Apart from the points mentioned above, it would be helpful for the authors to state the complexity of the Sinkhorn Value Iteration algorithm in the main text (rather than only in the appendix).

局限性

The authors address the limitations of their work in the discussion.

作者回复

Thank you for your positive comments and your critical reading of our work! Regarding your questions:

  1. Note that the argument μ\mu^* achieving the infimum exists, and an optimal transition coupling π\pi^* can be decoded from it. Concretely, given the joint distriibution μ\mu^* over XY×XY\mathcal{X}\mathcal{Y}\times\mathcal{X}\mathcal{Y}, the corresponding transition coupling can be extracted as π(xyxy)μ(xy,xy)\pi^*(x'y'|xy) \propto \mu^*(xy,x'y') (see also line 776 in the appendix for the general formula relating occupancy couplings to transition couplings). We will clarify this in the final version. In any case, we note that our algorithms (SVI and SPI) do return transition couplings besides the transport distances.

  2. This observation is entirely correct: the individual updates do get smaller and smaller as epsilonepsilon goes to zero.
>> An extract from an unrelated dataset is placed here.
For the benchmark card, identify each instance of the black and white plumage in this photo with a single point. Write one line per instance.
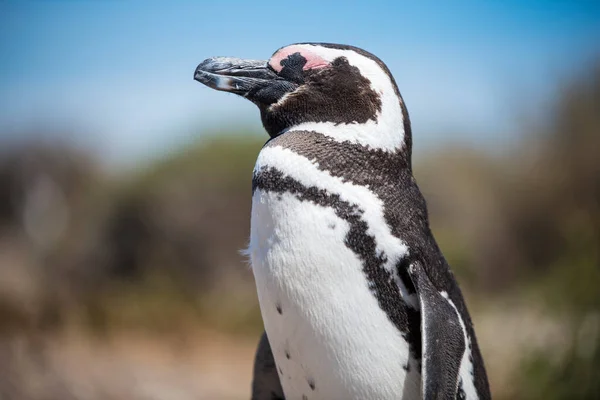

Note however that, at the same time, the number of iterations KK goes to infinity at a rate of 1/ϵ21/\epsilon^2, and as such the algorithm will make more and more updates that get smaller and smaller as the desired precision approaches zero. This is normal for algorithms that use a fixed learning rate. Following Ballu & Berthet (2023), it would be possible to extend our analysis to time-varying learning rates that start out large and then decay to zero over time, and we have observed in our experiments that such learning rates are indeed easier to tune and work with. We will add a more prominent comment about this in the final version.

Re complexity of SVI: This is a great point, we will update the paper accordingly for the final version!

评论

Thank you for clarifying these points, I am content with the response.

最终决定

Reviewers are unanimous that this is an interesting submission and that it should be accepted.